How to Make the Classic Sweet Potato Pie
Incorporate these tips in your baking and take your favorite sweet potato pie recipe from good to great.
The cooler days of autumn tend to usher in all things pumpkin, and why not? Varieties such as Jack O’Lantern, Cinderella, Sugar, and Amish Pie pumpkins not only add interest to our fall décor but enhance our fall menus with warm, spice-filled pumpkin breads and pumpkin cheesecakes. When it comes to pie, however, the pumpkin takes a back seat to the South’s favorite tuber, the sweet potato. The classic sweet potato pie is a must-have on holiday sideboards throughout the South.
There are several reasons this top-rated recipe for Brown Butter Sweet Potato Pie became a reader favorite. One reason is that the recipe makes two pies (one for dinner and one for the freezer) and uses refrigerated store-bought pie crust. Southern bakers love to make everything from scratch, but time constraints and our own abilities (I just can’t seem to master the art of homemade pie crust!) will often lead us to choose a trusted convenience product.

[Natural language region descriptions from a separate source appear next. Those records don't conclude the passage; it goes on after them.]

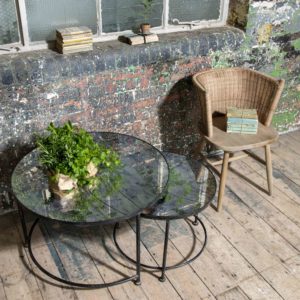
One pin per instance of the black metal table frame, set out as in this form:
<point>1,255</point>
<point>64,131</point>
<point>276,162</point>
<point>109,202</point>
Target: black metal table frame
<point>28,235</point>
<point>164,266</point>
<point>27,244</point>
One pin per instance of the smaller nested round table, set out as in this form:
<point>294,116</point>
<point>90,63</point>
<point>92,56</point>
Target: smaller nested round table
<point>121,194</point>
<point>191,188</point>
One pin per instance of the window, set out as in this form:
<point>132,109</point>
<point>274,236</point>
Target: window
<point>30,24</point>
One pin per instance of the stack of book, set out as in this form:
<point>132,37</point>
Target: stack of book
<point>242,120</point>
<point>138,39</point>
<point>74,39</point>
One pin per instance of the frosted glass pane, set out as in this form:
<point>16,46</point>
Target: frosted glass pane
<point>44,16</point>
<point>9,32</point>
<point>194,10</point>
<point>119,15</point>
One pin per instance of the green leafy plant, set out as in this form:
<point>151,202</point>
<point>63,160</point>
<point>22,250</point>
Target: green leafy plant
<point>71,151</point>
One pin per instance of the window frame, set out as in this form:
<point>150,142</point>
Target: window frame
<point>26,45</point>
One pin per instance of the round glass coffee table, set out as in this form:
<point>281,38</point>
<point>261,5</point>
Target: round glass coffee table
<point>191,188</point>
<point>125,193</point>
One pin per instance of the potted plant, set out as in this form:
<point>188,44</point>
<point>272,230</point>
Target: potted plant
<point>72,159</point>
<point>146,13</point>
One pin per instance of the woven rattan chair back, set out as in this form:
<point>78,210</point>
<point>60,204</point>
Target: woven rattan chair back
<point>218,89</point>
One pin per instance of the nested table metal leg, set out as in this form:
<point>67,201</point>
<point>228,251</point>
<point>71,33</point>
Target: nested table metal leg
<point>138,250</point>
<point>135,278</point>
<point>164,267</point>
<point>23,223</point>
<point>164,263</point>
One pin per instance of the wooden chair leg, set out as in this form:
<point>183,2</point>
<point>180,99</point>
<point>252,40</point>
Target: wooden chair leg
<point>269,168</point>
<point>223,180</point>
<point>198,149</point>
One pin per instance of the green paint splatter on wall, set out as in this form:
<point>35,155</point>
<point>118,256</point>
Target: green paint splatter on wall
<point>296,44</point>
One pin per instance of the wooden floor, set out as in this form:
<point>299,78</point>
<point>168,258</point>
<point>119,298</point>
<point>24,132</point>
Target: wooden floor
<point>252,251</point>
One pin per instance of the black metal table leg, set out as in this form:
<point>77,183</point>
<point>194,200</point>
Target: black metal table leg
<point>23,223</point>
<point>164,267</point>
<point>164,263</point>
<point>138,250</point>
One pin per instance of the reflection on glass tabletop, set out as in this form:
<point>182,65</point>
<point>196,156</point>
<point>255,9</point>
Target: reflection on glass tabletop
<point>138,183</point>
<point>191,188</point>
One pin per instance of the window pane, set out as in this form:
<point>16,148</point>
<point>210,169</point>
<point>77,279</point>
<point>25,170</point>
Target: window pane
<point>44,16</point>
<point>9,32</point>
<point>194,10</point>
<point>119,15</point>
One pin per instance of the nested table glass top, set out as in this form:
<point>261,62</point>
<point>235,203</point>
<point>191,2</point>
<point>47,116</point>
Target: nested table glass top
<point>191,187</point>
<point>138,183</point>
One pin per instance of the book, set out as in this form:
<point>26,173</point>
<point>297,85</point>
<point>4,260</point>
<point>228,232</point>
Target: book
<point>138,39</point>
<point>233,112</point>
<point>71,31</point>
<point>74,48</point>
<point>75,42</point>
<point>241,120</point>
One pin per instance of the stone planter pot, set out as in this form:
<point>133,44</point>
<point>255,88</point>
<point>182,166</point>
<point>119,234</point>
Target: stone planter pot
<point>65,188</point>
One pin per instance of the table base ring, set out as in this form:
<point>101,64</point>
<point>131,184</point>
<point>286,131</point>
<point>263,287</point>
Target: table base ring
<point>164,268</point>
<point>134,278</point>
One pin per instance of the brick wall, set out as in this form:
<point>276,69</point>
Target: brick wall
<point>142,90</point>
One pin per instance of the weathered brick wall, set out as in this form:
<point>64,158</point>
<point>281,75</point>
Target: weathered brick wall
<point>143,90</point>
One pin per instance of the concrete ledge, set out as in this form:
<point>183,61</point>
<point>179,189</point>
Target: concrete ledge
<point>40,67</point>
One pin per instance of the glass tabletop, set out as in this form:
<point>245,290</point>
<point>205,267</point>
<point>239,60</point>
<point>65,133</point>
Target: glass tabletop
<point>191,188</point>
<point>137,184</point>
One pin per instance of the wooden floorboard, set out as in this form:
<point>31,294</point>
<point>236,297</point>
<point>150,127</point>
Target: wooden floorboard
<point>253,248</point>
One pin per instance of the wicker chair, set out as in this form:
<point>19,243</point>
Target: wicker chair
<point>218,89</point>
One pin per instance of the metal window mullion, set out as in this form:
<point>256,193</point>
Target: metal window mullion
<point>24,31</point>
<point>99,17</point>
<point>165,14</point>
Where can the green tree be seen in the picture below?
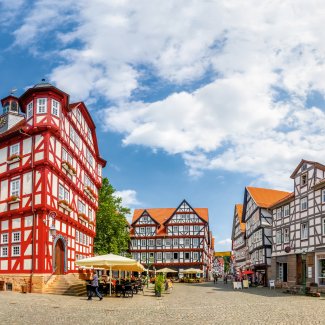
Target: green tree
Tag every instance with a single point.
(112, 235)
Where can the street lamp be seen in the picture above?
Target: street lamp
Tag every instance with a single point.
(49, 221)
(303, 258)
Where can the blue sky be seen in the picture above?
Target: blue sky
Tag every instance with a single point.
(192, 99)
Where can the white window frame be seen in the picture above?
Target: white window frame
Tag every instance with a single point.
(151, 242)
(15, 149)
(15, 187)
(5, 235)
(279, 237)
(64, 194)
(304, 230)
(55, 108)
(7, 250)
(304, 178)
(29, 110)
(286, 235)
(16, 237)
(41, 106)
(304, 203)
(13, 253)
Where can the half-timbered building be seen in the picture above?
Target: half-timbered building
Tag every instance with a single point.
(173, 237)
(299, 228)
(238, 237)
(50, 173)
(258, 218)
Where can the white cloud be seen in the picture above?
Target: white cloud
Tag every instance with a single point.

Sweet potatoes are full of natural sugars. This recipe uses roasted, instead of boiled sweet potatoes. The sugars caramelize during the roasting process, lending a deeper flavor to your pie. After roasting, let the potatoes cool a bit so you can easily handle and skin them; a warm potato is easier to skin than a cold one. Mash the pulp (you may use a food processor or hand-held mixer) until it is smooth and lump free. If your sweet potatoes are at all stringy—which can happen sometimes, especially with larger sweet potatoes—you will need to pass them through a food mill or sieve.
Browning the butter (cooking unsalted butter long enough to turn the milk solids brown while cooking out any water in the butter) with spices is another special step that made this recipe so popular, as browning butter lends a deep, nutty flavor to this Southern classic dessert. After browning, blend the butter with the mashed potatoes, condensed milk, and remaining ingredients, and pour the mixture into your prepared pie crusts. Bake until the filling is slightly puffy and set, normally about 45 minutes (remember ovens vary, so your pie may not take as long, or may need more time). If the crust gets too dark before the pie is done, loosely cover it with aluminum foil.
It will be difficult but try to wait an hour before slicing into the pie. You want the filling to be firm in order to cut clean slices. Top with whipped cream, ice cream, crumbled gingersnaps, or drizzle with chocolate sauce.